Martin Amis. Yellow Dog is described as “...readable, amusing and clever, which gives it a head start on the majority of modern novels.” Another reviewer wrote: “...contains moments of comedy aimed at generating discomfort as well as laughter. a tightly constructed novel, bristling with ideas and allusions. Overall the flaws are frequently eclipsed by moments of brilliance.” Still another reviewer: “it is a bad book in the most ordinary of terms. Poorly integrated, pointless, and, for a satire, not very funny, ...Yellow Dog isn't a scandal; it's just kind of crummy.”

John Updike. My father’s tears. Updike’s distinguished writing career spanned more than half a century. It's only fitting that in My Father's Tears, his final, posthumously published collection of short stories, he turns that gaze — bent upon both precision and beauty — to death. not his best, but they are a lesson in love.

Previous notes:
Don DeLillo's 'Underworld' is a bit disjointed but this acclaimed book is a snapshot of american culture and needs a bit of patience to enjoy.

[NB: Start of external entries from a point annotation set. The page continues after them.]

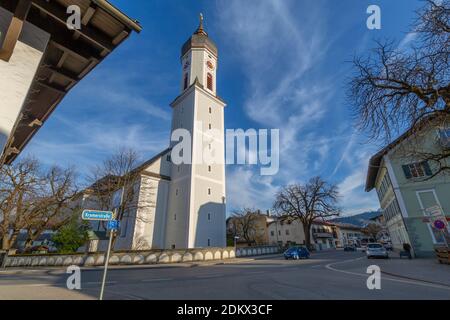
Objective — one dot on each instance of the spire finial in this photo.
(200, 29)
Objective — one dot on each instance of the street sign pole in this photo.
(111, 231)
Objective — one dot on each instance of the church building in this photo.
(183, 205)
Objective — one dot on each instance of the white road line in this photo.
(98, 282)
(209, 276)
(154, 280)
(256, 272)
(418, 283)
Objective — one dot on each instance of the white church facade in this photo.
(183, 205)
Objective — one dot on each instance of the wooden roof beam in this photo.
(61, 38)
(52, 87)
(14, 29)
(62, 72)
(59, 13)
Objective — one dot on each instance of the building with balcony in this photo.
(408, 186)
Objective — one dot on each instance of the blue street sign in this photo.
(97, 215)
(439, 224)
(113, 224)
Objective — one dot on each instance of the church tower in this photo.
(196, 204)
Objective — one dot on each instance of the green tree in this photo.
(71, 236)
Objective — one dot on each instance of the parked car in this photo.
(350, 247)
(296, 253)
(376, 250)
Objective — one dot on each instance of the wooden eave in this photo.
(68, 58)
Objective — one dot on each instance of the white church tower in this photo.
(196, 204)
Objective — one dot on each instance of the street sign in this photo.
(439, 224)
(97, 215)
(113, 224)
(434, 211)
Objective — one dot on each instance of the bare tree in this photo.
(407, 87)
(315, 200)
(33, 200)
(246, 224)
(117, 184)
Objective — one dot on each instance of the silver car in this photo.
(376, 250)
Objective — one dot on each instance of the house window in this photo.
(417, 170)
(209, 81)
(185, 81)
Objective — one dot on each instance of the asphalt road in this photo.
(326, 275)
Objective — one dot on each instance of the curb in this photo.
(415, 279)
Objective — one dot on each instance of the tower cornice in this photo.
(196, 85)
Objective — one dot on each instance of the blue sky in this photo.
(282, 64)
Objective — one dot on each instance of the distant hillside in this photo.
(360, 219)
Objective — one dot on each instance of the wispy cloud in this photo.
(281, 47)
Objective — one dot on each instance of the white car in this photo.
(376, 250)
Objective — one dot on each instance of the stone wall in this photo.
(135, 257)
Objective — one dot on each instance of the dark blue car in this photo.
(296, 253)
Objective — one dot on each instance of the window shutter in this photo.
(427, 168)
(406, 171)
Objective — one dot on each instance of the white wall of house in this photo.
(17, 74)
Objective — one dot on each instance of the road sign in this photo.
(439, 224)
(434, 211)
(113, 224)
(97, 215)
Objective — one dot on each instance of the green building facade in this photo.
(407, 185)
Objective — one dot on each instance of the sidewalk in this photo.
(423, 269)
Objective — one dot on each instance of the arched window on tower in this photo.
(185, 81)
(209, 81)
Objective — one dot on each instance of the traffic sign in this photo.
(113, 224)
(439, 224)
(97, 215)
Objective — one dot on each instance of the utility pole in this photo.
(111, 235)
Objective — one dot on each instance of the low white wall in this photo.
(135, 257)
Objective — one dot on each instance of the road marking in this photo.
(99, 282)
(256, 272)
(210, 276)
(154, 280)
(414, 282)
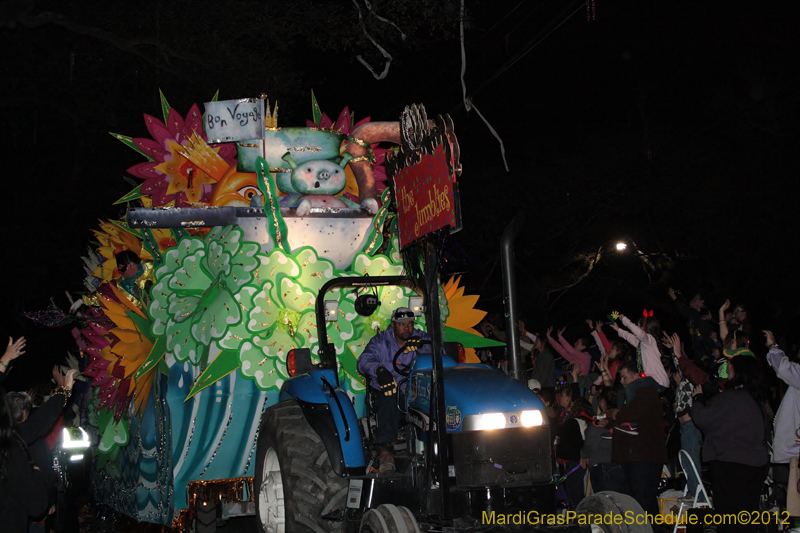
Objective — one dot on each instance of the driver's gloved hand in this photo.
(414, 343)
(386, 381)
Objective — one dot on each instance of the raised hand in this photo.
(412, 344)
(677, 349)
(14, 349)
(770, 337)
(666, 340)
(386, 381)
(69, 378)
(672, 294)
(58, 376)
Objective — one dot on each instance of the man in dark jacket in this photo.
(700, 323)
(638, 442)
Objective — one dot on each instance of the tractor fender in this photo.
(330, 413)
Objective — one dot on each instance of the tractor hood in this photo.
(472, 390)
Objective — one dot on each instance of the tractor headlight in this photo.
(489, 421)
(531, 418)
(510, 419)
(75, 438)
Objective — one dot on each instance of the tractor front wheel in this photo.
(294, 482)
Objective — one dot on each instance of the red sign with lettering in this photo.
(425, 200)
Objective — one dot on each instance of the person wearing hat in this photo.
(377, 363)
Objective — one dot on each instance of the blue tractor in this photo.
(476, 442)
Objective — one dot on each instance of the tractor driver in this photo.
(376, 362)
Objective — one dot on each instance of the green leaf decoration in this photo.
(113, 434)
(153, 359)
(272, 209)
(348, 361)
(164, 106)
(237, 333)
(315, 110)
(277, 263)
(182, 345)
(179, 234)
(379, 265)
(469, 340)
(143, 324)
(133, 195)
(315, 271)
(128, 141)
(375, 236)
(264, 362)
(151, 245)
(226, 362)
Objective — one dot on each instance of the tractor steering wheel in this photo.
(400, 368)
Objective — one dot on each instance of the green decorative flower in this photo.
(258, 364)
(194, 298)
(281, 316)
(315, 271)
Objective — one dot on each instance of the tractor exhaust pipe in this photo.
(510, 295)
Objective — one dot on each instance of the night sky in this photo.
(670, 124)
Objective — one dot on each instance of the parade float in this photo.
(195, 299)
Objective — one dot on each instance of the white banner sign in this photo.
(234, 120)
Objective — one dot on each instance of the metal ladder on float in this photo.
(687, 501)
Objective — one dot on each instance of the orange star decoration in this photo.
(134, 348)
(193, 165)
(463, 315)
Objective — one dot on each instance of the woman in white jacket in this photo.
(644, 340)
(785, 446)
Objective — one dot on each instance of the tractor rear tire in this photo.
(603, 503)
(388, 518)
(294, 482)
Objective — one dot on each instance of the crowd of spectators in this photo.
(624, 398)
(29, 484)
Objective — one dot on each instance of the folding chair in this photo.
(691, 501)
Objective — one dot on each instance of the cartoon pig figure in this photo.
(317, 181)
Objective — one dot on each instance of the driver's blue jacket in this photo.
(380, 351)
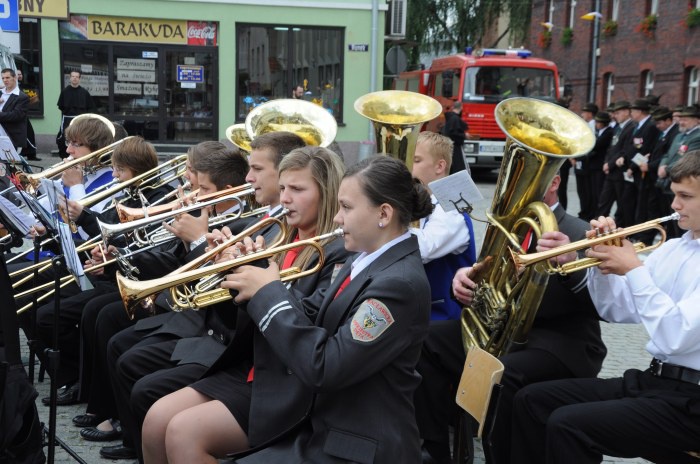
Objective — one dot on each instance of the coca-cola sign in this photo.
(201, 33)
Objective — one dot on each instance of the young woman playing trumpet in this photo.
(334, 384)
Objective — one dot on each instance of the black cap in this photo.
(661, 113)
(692, 111)
(621, 105)
(653, 99)
(602, 117)
(641, 104)
(590, 107)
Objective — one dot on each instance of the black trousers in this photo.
(580, 420)
(441, 365)
(141, 371)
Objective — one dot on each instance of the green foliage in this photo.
(692, 19)
(441, 26)
(567, 36)
(610, 28)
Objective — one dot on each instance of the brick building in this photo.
(645, 46)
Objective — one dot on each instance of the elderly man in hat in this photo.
(615, 162)
(582, 168)
(644, 138)
(589, 183)
(687, 139)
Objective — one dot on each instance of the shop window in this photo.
(29, 62)
(273, 60)
(647, 82)
(693, 85)
(609, 80)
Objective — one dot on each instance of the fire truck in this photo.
(480, 80)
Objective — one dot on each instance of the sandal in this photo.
(95, 434)
(87, 420)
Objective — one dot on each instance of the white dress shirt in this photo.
(441, 233)
(663, 294)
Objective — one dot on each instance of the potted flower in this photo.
(567, 36)
(648, 25)
(610, 28)
(692, 19)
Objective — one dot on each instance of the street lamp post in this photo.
(594, 50)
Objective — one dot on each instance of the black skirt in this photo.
(231, 387)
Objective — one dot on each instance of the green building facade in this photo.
(182, 71)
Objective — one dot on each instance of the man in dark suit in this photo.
(614, 165)
(650, 202)
(13, 110)
(644, 138)
(589, 169)
(564, 341)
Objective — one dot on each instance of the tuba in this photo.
(313, 123)
(541, 136)
(397, 117)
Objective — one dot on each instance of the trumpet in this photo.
(133, 292)
(615, 236)
(109, 231)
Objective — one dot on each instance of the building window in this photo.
(609, 80)
(29, 62)
(614, 10)
(693, 85)
(571, 13)
(273, 60)
(652, 7)
(647, 82)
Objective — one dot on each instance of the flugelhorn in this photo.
(127, 214)
(138, 228)
(600, 238)
(239, 137)
(397, 117)
(133, 292)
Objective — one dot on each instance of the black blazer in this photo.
(13, 119)
(567, 323)
(352, 391)
(593, 162)
(621, 145)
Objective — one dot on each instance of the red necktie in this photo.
(342, 286)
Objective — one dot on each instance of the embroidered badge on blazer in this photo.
(370, 321)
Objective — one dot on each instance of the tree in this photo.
(440, 26)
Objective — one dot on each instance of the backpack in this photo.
(21, 433)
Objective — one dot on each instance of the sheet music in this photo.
(20, 221)
(70, 254)
(456, 192)
(7, 151)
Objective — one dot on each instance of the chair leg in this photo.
(463, 443)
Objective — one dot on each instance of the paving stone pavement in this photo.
(625, 350)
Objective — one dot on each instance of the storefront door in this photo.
(162, 93)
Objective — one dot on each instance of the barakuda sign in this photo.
(201, 33)
(145, 30)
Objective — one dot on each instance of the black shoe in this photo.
(87, 420)
(118, 452)
(95, 434)
(70, 395)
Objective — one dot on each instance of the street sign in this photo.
(9, 15)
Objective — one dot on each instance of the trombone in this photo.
(615, 236)
(204, 293)
(144, 238)
(31, 182)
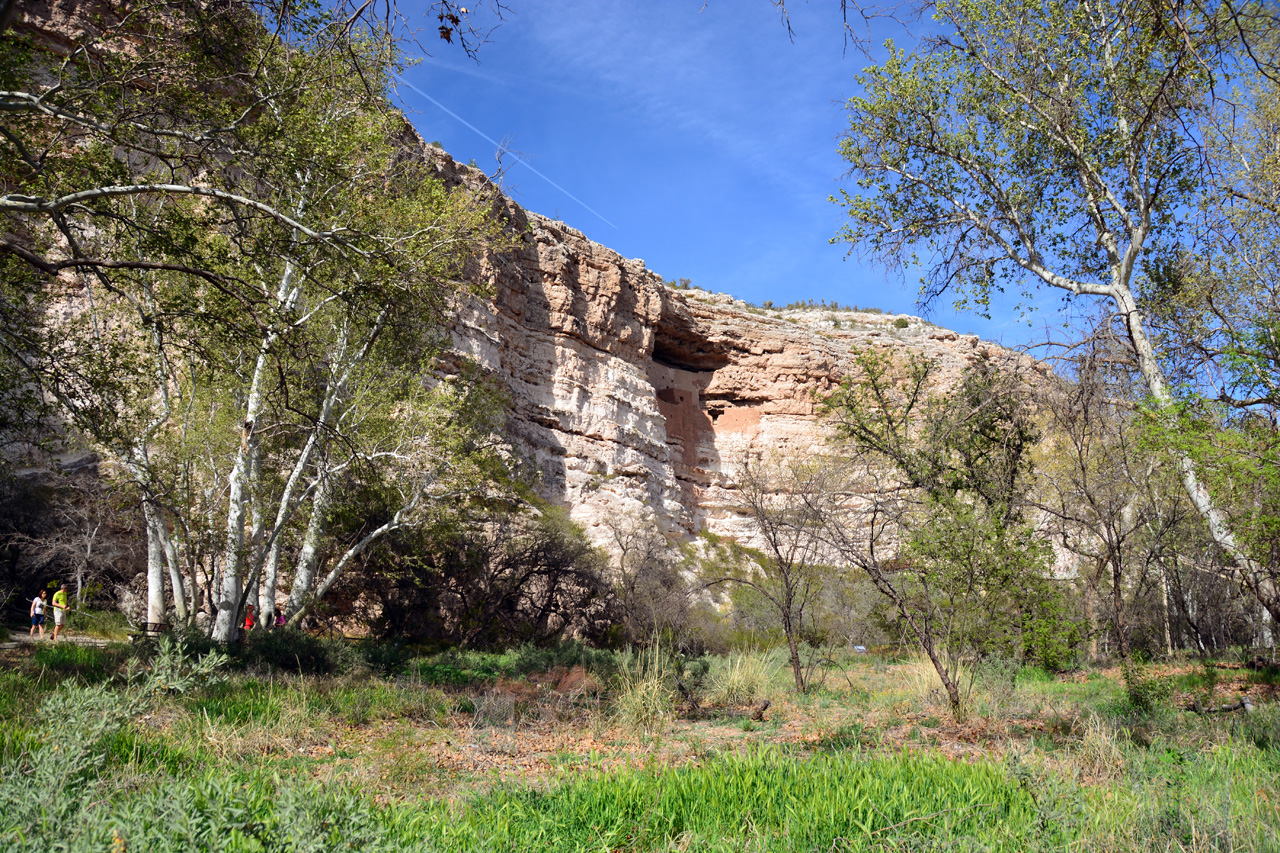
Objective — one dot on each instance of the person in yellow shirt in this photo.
(60, 607)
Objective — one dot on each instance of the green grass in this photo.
(54, 662)
(228, 766)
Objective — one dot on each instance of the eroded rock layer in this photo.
(636, 400)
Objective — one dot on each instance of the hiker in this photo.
(60, 607)
(37, 614)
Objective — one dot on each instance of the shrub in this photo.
(293, 651)
(1146, 692)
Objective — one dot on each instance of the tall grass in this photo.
(645, 698)
(764, 801)
(745, 679)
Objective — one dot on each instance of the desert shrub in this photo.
(176, 670)
(387, 658)
(745, 679)
(540, 658)
(1146, 692)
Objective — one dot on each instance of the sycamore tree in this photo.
(786, 500)
(1054, 144)
(229, 269)
(936, 512)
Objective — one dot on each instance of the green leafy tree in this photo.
(790, 561)
(935, 516)
(1051, 144)
(246, 249)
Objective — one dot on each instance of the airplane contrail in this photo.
(496, 145)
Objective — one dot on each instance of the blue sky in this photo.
(695, 136)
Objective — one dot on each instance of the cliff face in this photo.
(638, 400)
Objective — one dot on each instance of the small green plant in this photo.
(1146, 692)
(176, 670)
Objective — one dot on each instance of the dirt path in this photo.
(17, 639)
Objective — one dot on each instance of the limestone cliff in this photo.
(635, 398)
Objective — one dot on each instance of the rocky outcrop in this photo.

Stephen Mitchell. Gilgamesh. Gilgamesh was written a thousand years before the Iliad and the Bible. This is a very readable and entertaining version that one can finish in one sitting (or one lie-down in my case). The author uses “a loose, non-iambic, non-alliterative tetrametre...”, which I like. I also like that it refers to existing translations. The biblical story of Noah and the flood is very similar to one in this ancient Babylonian tale. This has apparently disturbed some Christians.

Music guide.

 
I dig Neil Young
I dig Bonnie Raitt
I think the dirt band is grand...
as Kristofferson said:
If you don't like Hank Williams...
you can kiss my ----ocks...
('you can kiss my donkey' i think he said).